Forecasting Frequency Capped Impressions

Published by: J Zilberbrand , Mediavest Worldwide
Published on: October 14, 2010

The question of being able to forecast both total and available impressions with a frequency cap has been coming up a lot lately. I've heard from a number of sources that an accurate prediction of both total and available impressions is mathematically not possible. The reason being that it isn't possible to know if the person you're delivering an impression to will consume any number of additional impressions.

You can estimate the total unique user reach but the total number of impressions delivered will always be some number less than the possible reach multiplied by frequency cap.

In other words, with a 100 user reach and a frequency cap of 3, the total impressions served will be somewhere between 100 and 300.

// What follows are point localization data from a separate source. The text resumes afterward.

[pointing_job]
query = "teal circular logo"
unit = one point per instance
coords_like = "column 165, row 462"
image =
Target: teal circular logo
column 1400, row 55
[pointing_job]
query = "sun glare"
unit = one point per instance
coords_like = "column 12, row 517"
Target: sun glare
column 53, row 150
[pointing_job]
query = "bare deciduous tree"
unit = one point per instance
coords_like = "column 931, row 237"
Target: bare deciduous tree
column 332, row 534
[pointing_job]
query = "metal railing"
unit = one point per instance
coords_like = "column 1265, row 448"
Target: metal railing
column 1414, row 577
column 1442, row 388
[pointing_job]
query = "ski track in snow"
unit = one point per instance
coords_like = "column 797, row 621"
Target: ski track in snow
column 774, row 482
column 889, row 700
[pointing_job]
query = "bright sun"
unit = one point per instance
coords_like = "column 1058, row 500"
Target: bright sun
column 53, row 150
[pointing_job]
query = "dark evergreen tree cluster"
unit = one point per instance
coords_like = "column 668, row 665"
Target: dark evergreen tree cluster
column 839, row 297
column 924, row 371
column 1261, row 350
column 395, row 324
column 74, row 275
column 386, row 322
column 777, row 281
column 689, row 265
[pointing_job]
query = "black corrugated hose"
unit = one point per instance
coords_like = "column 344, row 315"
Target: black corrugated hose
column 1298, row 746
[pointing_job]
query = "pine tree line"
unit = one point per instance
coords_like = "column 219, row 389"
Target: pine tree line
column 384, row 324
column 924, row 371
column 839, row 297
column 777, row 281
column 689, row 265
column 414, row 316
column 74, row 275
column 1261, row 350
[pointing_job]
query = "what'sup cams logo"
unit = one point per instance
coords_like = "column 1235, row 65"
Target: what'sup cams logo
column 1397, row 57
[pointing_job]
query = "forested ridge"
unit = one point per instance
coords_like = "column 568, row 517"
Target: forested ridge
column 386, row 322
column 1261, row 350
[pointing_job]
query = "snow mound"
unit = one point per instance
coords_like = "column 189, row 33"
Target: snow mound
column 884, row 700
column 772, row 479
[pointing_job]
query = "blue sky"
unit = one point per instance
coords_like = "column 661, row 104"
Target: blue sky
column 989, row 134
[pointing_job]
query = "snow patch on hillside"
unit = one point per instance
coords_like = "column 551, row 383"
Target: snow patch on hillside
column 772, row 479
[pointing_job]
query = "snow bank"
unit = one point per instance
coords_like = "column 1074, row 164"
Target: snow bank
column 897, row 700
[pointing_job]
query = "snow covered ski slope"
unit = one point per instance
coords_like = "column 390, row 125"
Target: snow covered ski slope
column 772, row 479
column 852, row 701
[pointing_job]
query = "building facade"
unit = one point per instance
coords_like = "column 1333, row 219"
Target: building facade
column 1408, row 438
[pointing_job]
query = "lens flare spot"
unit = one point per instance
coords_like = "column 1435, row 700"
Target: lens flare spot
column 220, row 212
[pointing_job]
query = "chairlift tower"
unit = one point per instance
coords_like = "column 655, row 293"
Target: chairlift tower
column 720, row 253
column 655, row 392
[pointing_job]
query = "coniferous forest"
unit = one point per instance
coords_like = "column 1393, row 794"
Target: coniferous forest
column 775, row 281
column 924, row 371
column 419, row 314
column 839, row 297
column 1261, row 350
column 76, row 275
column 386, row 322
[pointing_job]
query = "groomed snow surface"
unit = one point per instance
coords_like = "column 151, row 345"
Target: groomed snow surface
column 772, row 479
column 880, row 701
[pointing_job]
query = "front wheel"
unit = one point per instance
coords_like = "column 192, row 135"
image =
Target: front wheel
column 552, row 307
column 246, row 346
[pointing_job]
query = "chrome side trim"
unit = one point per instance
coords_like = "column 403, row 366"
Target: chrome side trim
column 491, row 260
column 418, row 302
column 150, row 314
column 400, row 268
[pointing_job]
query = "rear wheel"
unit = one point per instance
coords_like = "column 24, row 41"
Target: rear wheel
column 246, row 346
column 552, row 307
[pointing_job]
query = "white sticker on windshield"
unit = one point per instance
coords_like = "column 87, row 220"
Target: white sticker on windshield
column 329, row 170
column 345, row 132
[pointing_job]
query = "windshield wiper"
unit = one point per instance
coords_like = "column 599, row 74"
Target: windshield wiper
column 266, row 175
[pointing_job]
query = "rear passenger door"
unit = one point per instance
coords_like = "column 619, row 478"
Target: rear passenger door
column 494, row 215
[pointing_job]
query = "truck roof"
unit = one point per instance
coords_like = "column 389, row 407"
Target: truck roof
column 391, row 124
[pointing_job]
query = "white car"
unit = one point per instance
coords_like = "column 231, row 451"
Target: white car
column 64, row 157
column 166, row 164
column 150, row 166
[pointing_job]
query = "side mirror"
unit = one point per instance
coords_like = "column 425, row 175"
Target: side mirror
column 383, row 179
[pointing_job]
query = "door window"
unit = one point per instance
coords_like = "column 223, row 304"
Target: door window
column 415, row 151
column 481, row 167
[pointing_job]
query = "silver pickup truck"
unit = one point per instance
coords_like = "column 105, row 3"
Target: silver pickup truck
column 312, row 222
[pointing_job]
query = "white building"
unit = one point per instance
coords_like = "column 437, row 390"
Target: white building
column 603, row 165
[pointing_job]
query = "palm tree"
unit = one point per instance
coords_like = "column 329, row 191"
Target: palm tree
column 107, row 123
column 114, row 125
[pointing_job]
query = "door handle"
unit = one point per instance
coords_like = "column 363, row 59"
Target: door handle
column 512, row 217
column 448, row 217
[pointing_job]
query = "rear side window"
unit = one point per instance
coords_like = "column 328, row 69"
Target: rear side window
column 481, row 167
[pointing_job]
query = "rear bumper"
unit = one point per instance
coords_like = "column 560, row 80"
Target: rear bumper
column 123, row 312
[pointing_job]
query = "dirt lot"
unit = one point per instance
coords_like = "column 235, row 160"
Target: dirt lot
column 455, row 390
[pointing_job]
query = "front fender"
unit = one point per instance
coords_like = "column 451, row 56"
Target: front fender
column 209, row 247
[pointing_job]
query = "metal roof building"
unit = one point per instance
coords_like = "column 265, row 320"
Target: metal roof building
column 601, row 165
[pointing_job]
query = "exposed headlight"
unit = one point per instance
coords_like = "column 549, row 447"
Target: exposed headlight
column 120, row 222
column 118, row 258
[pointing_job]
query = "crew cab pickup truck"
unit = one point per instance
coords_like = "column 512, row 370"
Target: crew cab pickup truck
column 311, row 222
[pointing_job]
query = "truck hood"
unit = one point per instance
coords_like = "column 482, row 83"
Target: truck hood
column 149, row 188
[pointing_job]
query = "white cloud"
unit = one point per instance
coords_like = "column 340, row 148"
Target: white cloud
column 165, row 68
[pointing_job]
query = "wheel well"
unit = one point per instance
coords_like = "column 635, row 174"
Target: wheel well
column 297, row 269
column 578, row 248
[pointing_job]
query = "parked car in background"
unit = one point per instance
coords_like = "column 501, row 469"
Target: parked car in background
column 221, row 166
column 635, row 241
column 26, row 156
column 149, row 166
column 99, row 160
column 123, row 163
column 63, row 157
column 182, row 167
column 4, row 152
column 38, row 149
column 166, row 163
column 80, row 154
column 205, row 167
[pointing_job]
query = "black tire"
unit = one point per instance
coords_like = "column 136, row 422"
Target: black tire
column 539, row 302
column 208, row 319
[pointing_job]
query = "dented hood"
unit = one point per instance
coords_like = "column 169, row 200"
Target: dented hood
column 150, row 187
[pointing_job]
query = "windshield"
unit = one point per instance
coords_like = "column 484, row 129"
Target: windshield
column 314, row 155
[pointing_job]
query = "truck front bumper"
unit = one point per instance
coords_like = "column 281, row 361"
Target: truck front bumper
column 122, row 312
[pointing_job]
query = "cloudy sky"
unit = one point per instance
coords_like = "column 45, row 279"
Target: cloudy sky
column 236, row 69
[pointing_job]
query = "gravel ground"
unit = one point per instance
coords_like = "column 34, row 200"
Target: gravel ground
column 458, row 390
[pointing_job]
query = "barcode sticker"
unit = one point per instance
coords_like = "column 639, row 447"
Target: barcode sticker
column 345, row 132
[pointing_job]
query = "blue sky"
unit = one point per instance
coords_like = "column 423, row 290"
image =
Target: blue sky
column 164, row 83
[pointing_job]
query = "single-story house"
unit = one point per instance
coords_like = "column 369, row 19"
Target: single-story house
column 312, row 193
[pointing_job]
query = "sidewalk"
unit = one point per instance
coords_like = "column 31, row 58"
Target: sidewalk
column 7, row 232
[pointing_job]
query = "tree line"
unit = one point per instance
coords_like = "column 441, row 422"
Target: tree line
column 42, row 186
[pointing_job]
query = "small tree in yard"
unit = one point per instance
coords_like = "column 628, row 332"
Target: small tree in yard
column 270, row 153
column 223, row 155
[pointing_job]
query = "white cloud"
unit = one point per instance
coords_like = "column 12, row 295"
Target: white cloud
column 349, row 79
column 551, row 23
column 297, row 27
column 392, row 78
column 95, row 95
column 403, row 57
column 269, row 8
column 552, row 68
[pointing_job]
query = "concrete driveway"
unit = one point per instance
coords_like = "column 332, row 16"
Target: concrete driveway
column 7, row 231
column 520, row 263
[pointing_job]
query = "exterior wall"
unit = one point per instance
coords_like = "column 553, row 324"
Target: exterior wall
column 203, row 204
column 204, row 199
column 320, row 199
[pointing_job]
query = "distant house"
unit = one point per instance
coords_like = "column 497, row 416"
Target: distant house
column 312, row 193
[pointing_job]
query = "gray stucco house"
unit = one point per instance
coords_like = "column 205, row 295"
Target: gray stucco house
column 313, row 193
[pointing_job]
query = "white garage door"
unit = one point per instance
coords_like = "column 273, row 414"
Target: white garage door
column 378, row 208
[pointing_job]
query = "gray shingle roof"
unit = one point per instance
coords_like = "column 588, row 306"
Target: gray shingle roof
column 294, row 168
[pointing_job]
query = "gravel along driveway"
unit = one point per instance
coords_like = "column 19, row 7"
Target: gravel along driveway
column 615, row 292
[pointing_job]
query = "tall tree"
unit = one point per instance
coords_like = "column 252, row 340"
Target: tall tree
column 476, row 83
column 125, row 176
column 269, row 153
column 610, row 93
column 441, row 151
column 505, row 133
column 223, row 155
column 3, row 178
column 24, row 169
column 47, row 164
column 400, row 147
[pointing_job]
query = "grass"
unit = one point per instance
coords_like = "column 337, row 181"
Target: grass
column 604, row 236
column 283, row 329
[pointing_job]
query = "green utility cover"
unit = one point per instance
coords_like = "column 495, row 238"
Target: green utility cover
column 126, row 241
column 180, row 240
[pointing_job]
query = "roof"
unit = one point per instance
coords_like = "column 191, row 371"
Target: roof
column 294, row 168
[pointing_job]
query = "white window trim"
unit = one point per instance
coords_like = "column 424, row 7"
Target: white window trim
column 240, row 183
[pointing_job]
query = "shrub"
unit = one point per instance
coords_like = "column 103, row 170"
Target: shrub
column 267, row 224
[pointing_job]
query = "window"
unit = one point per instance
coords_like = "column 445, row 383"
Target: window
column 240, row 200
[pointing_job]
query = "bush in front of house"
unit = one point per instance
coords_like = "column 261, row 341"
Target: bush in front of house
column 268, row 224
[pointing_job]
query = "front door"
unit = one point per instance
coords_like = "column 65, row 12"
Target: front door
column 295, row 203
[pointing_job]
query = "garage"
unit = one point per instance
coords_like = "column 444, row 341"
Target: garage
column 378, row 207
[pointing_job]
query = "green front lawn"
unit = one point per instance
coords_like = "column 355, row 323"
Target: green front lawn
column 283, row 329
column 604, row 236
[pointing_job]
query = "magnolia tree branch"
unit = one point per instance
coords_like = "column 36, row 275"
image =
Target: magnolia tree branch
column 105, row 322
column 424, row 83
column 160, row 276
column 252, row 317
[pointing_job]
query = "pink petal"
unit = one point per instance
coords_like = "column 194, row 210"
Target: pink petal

One best practice is that these campaigns should run at the highest possible priority in the ad server in order to maximize reach. However, even in that scenario, a campaign won't deliver reach * frequency cap number of impressions.

Further complicating this is any competing frequency capped campaign. Only one campaign can reach a frequency of one user and that user is removed from the possible delivery pool after it is delivered.

All that said, I've heard a couple people recently mention certain ad serving vendors are saying that they are able to forecast frequency capped impressions. I'd love to know if that is indeed true and if so, how accurate this is. How are publishers seeing the results? Working? Not Working?

If someone has solved this riddle, would be great to hear about it and what results are like in the field.